Sementara Igor dan Ivan tampak berpikir. Mereka sepertinya tengah mengingat-ingat sesuatu. Sesaat kemudian, sebuah senyuman simpul tersungging di sudut bibir Igor. "Boris Vasiliev," sebutnya. Carlo dan Ivan pun seketika menoleh kepada sang pemilik penginapan itu.
"Boris Vasiliev?" ulang Carlo seraya mengetuk-ngetukkan jemarinya pada pinggiran meja.
"Ya. Boris Vasiliev dulu merupakan salah satu anggota legislatif di pemerintahan. Namun, setahuku dia kerap berkomunikasi dengan tuan Nikolai. Hubungan mereka pun terjalin baik," terang Igor. Sedangkan Carlo dan Ivan mendengarkan dengan saksama.
"Sekarang Boris memang sudah tidak menjabat lagi. Namun, kudengar jika salah satu putranya menduduki kursi penting di parlemen."
"Apakah maksudmu Fyodor Vasiliev?" tanya Ivan.
"Ya, tepat sekali," sahut Igor membenarkan.
"Dia terkenal sangat tegas dan juga kritis," ujar Ivan seraya menyentuh pangkal hidungnya. "Apa menurutmu akan mudah untuk melobi orang seperti itu?" Pertanyaan Ivan terdengar sedikit ragu atas ide yang tengah mereka bahas.
"Bagi kita yang tidak mengenalnya mungkin akan terasa sulit, tapi tidak untuk Grigori. Dia merupakan penasihat kepercayaan tuan Nikolai. Grigori mengenal baik Boris Vasiliev. Aku rasa, pria itu dapat menjembatani tuan muda agar bisa sampai ke hadapan Fyodor Vasiliev," pikir Igor
"Itu artinya aku harus meminta Grigori agar datang kemari," ucap Carlo dengan tatapan yang mengarah pada sepatu hiking boots, yang selalu setia menemani langkahnya.
"Grigori tak akan merasa keberatan untuk meninggalkan sejenak ruang kantornya yang nyaman," sahut Igor dengan diiringi senyuman penuh arti.
"Aku rasa tidak ada salahnya untuk kita coba, Tuan Muda," saran Ivan yang kini mendukung sepenuhnya ide tadi.
Carlo pun tampak berpikir beberapa saat. Setelah itu, pria tampan berambut gelap tersebut segera menegakkan tubuh tegapnya. Dia lalu mengarahkan perhatian kepada Igor. "Sambungkan aku dengan Grigori, karena ponselku belum diisi dengan SIM card. Dia juga mengatakan bahwa aku tak boleh menghubunginya secara langsung, agar tak bisa dideteksi oleh anak buah Viktor yang berada di Italia," jelasnya.

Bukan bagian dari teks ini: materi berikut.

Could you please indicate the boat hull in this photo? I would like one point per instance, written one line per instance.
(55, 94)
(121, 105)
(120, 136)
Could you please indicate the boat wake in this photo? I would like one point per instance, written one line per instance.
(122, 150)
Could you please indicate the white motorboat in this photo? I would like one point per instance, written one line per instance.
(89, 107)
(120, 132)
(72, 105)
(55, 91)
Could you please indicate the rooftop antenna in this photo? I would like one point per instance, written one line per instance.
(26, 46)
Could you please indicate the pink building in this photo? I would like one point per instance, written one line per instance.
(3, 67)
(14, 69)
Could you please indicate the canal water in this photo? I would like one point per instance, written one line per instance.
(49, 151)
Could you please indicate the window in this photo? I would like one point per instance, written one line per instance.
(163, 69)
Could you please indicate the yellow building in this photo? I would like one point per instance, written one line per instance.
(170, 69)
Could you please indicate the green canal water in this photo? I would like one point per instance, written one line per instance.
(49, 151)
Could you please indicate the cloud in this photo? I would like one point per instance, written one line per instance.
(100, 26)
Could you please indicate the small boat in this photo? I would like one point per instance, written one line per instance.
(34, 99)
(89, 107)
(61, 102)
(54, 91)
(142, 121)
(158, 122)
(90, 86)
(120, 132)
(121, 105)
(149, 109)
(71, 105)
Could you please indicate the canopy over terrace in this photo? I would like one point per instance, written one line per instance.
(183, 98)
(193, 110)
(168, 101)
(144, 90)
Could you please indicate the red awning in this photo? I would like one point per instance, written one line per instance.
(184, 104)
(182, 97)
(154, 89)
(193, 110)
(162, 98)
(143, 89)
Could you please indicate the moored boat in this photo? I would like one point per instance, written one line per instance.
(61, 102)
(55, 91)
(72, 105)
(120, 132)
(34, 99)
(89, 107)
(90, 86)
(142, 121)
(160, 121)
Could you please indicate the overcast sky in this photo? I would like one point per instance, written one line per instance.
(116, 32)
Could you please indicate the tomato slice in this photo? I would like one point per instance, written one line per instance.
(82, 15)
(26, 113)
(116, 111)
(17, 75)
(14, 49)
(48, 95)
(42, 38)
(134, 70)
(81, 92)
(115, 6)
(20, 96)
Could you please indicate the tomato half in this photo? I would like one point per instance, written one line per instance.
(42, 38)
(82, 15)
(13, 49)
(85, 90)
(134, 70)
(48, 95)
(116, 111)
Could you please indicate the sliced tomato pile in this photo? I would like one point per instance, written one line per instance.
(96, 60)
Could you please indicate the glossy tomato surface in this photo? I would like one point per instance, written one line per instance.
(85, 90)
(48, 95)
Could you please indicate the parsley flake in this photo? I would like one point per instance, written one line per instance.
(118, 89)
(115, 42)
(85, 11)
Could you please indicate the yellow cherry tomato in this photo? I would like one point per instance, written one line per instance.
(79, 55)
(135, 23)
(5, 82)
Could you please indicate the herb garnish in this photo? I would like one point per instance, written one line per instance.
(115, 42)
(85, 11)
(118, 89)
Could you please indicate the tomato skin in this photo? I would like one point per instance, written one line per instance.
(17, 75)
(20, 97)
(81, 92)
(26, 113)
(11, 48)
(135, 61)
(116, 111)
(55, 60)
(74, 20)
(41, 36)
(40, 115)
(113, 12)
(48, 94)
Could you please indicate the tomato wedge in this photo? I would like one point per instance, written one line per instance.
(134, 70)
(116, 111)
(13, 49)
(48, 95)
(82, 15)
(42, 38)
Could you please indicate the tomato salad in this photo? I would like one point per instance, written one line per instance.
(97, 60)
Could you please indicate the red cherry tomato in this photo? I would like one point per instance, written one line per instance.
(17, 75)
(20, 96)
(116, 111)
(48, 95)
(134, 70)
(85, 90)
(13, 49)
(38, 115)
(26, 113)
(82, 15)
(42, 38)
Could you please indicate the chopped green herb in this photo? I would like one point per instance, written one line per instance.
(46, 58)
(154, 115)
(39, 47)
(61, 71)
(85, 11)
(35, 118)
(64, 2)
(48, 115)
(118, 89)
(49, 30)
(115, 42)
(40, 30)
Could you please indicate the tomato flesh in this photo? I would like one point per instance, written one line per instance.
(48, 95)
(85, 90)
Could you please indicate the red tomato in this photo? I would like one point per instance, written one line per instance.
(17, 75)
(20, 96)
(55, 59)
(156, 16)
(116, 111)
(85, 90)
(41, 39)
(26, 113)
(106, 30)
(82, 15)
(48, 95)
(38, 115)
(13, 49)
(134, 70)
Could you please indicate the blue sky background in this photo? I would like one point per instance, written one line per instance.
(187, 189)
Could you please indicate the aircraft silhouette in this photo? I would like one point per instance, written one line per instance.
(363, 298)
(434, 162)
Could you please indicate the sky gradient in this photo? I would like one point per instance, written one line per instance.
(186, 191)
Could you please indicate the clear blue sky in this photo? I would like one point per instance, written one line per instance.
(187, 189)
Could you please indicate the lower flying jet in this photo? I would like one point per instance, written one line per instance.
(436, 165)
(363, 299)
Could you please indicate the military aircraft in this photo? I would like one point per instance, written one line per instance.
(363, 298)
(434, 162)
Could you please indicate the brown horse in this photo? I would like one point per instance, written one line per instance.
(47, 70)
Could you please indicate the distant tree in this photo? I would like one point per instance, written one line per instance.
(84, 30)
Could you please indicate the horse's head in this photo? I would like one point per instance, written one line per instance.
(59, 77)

"Tentu, Tuan Muda." Igor bangkit dari duduknya, lalu berjalan menuju lemari kayu yang terletak di sudut ruangan. Dia membuka pintu lemari tersebut hingga menimbulkan suara berdecit. Dari dalam lemari, Igor mengeluarkan sebuah kotak berwarna hitam dan membawa serta meletakkannya di meja pertemuan.
Igor membuka kotak itu di depan mereka yang ada di dalam ruangan tadi. Pria itu kemudian mengambil sesuatu dari dalam sana, yang tak lain merupakan sebuah telepon satelit berwarna hitam berukuran besar. Alat komunikasi tadi memiliki antena yang dapat ditarik hingga memanjang. Igor pun mulai menghubungi Grigori menggunakan benda itu.
Tanpa harus menunggu terlalu lama, panggilan itu segera tersambung. Igor terdengar menyapa rekan lamanya tersebut. Mereka bahkan berbincang untuk beberapa saat, hingga akhirnya dia menyerahkan alat komunikasi yang sejak tadi dirinya gunakan kepada Carlo.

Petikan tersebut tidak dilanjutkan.